A move is under way to clear up a state policy impediment and allow Don Mueang airport to serve all kinds of international carriers, not just budget airlines with point-to-point services.
Airports of Thailand advocates a fullscale role for Don Mueang, Bangkok’s No.2 airport. BOONSONG KOSITCHOTETHANA
The management of Airports of Thailand Plc (AoT) will soon seek support from its board to push for a rewrite of the June 2012 cabinet resolution, which is seen as hindering efforts to attract more scheduled airlines to Bangkok's old airport.
"Why are we restricting Don Mueang's main role to serving only no-frills carriers while the airport has all the fundamentals to truly become Bangkok's second air hub alongside Suvarnabhumi airport?" asked AoT's acting president Somchai Sawasdeepon.

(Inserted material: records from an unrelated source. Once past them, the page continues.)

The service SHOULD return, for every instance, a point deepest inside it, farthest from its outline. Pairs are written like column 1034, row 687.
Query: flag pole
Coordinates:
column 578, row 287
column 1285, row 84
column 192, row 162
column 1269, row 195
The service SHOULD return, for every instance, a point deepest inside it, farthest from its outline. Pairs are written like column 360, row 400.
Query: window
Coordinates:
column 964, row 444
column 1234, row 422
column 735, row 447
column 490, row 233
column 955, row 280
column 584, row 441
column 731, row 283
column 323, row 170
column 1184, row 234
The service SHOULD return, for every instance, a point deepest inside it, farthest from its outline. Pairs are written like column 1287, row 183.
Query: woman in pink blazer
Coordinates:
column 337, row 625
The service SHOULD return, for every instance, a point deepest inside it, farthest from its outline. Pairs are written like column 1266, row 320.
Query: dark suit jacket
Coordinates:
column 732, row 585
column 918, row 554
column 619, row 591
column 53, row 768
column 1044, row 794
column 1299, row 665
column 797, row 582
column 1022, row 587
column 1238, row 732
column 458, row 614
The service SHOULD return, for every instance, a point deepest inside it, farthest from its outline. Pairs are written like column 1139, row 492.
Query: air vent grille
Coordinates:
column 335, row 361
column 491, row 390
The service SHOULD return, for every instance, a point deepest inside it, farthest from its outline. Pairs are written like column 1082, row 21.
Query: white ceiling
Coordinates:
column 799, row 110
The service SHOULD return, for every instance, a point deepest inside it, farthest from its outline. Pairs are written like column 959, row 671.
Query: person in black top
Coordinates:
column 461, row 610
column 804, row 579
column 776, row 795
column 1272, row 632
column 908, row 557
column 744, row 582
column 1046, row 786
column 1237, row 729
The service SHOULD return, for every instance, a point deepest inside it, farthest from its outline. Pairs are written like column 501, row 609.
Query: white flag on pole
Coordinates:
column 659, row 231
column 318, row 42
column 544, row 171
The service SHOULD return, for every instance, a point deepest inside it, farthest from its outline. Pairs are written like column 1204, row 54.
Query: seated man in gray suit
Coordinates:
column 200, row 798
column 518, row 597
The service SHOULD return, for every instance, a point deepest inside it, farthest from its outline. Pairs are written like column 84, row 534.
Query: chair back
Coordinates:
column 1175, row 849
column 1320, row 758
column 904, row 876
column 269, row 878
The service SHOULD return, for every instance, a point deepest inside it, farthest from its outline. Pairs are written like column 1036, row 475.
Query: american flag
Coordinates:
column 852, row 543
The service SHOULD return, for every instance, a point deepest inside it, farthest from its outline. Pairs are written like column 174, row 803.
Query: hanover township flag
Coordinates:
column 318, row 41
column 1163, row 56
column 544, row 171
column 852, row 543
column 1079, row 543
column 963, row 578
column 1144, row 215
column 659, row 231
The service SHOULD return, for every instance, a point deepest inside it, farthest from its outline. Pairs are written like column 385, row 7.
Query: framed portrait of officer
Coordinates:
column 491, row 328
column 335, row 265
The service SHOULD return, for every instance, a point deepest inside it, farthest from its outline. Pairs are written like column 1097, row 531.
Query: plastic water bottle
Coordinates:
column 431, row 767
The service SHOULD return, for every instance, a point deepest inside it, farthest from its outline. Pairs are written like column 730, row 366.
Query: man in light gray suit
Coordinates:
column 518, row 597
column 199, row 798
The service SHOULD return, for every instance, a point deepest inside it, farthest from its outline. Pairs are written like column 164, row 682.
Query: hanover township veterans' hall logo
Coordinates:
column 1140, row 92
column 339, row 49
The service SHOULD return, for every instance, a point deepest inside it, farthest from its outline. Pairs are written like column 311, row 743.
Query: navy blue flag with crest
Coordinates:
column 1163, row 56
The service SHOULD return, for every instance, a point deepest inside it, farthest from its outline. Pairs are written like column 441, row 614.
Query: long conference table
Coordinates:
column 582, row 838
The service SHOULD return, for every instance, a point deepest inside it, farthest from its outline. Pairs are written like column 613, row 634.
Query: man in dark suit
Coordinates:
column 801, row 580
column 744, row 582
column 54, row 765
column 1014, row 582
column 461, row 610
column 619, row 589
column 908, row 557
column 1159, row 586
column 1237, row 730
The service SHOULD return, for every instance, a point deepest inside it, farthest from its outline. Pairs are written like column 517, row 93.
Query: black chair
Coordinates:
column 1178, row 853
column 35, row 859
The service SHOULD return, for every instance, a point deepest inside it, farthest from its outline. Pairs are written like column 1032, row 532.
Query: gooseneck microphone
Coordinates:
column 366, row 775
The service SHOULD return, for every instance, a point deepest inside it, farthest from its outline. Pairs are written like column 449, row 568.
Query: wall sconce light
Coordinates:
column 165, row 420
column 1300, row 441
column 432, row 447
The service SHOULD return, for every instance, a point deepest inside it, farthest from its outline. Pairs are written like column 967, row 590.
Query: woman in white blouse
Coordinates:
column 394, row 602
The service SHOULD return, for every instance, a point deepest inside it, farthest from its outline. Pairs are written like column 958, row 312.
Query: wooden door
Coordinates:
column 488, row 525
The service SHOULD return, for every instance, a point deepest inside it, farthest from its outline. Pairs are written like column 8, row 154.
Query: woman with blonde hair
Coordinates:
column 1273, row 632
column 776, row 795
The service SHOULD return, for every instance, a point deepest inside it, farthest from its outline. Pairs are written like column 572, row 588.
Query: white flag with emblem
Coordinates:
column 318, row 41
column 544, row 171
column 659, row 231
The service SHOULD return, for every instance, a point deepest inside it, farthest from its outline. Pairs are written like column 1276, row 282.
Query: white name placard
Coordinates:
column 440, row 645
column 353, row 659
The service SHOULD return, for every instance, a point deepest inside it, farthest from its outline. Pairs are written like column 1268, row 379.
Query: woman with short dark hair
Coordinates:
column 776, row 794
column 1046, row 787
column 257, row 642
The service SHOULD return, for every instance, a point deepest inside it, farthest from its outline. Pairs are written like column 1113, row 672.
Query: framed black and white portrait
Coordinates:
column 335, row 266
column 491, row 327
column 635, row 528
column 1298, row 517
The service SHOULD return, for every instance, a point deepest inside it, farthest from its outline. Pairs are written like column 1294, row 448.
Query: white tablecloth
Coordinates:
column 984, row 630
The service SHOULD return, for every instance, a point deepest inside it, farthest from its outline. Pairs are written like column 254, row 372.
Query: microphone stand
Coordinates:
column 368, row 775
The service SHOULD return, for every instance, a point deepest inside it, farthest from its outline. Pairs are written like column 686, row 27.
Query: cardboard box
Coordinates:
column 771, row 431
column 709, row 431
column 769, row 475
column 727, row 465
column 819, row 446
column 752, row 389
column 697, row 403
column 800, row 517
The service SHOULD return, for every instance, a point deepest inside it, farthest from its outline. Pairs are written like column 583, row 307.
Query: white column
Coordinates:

The key impediment centres around the wording in the cabinet resolution that says Don Mueang serves only low-cost carriers (LCCs) with point-to-point international and domestic services.
That seems to diminish the government's dual-airport policy to make Don Mueang a second international airport, not only to alleviate overcrowding at Suvarnabhumi but to cater to the fast-growing air traffic through the capital, said Mr Somchai.
Unless the definition of Don Mueang's role is amended, he said, it will be an uphill task to attract more airline traffic to the century-old airport on Bangkok's northern outskirts.
"With the existence of the cabinet resolution, we are barred from granting permission to non-LCCs to operate through Don Mueang, even though we wish to," Mr Somchai said.
An attempt launched about six months ago to lure 11 other LCCs, aside from the three AirAsia group airlines, to relocate their bases to Don Mueang from Suvarnabhumi has not come to fruition as expected.
"The chance is very slim due to prohibitive base change costs, probably outstripping the incentive package [including reduced landing and parking fees] we have extended to them," the acting AoT president told the Bangkok Post.
The airlines' reaction has hit the bid to make Don Mueang a fully fledged airport dedicated to LCCs, let alone being upgraded into a full-scale secondary airport and relieving traffic for Suvarnabhumi.
The main airport is being used beyond its capacity of 45 million passengers a year, while its expansion is still five years away from completion.
Suvarnabhumi's passenger traffic stood at 52.36 million in the year to September (up 9.8% year-on-year), consisting of 38.68 million international travellers (up 3.48%) and 13.68 million domestic travellers (up 31.37%), according to AoT statistics.
Total take-offs and landings at Suvarnabhumi were 326,970 in fiscal 2012 (up 13.32%), comprising 228,112 international flights (up 7.11%) and 98,868 domestic flights (up 30.81%).
Only one LCC group under Malaysia-based AirAsia _ namely Thai AirAsia, AirAsia (Malaysia) and Indonesia AirAsia _ has relocated to Don Mueang.
Tiger Airways, Jetstar Asia, Jetstar Airways, Cebu Pacific Air, Airberlin, T'Way Airlines, Eastar Jet, Jeju Air, Jin Air, IndiGo and Thomsonfly have all opted to stay at Suvarnabhumi.
Other discount airlines that started flying to Bangkok several months ago, such as Singapore's Scoot and China's Spring Air, have not shown any interest in shifting from Suvarnabhumi to Don Mueang.
The AirAsia group, Nok Air and Orient Thai are the only budget airlines operating at Don Mueang.
The failure to attract more passenger traffic could have implications for the restoration of facilities and redevelopment of Don Mueang, according to an industry analyst.
High on its work plan is the restoration of Terminal 2 (T2), which has been in a derelict state since it was closed in September 2006 when Suvarnabhumi took over as Bangkok's main airport.
The entire airport was devastated by Thailand's worst flood in 50 years in October 2011, though Terminal 1 (T1) was repaired and reopened in March last year, albeit initially only for Nok Air.
T1 got a major boost in October last year when AirAsia group, which generates the most LCC passenger volume through Thailand, moved its hub to Don Mueang from Suvarnabhumi.
But AoT planners believe the restoration of T2 needs to begin soon to catch up with traffic build-up at the airport, where facilities will soon be strained.
They see the need for T2 to be up and running to augment Don Mueang's capacity, now at 16.5 million passengers a year.
The combined passenger volume of the airport's two major no-frills carriers, AirAsia and Nok Air, was expected to increase to about 14 million last year.
If Don Mueang were allowed to serve a broader range of airlines, AoT could launch a sales pitch to draw carriers.
"I think airlines that start flying to Thailand would be keener to operate through Don Mueang than those already at Suvarnabhumi," Mr Somchai said.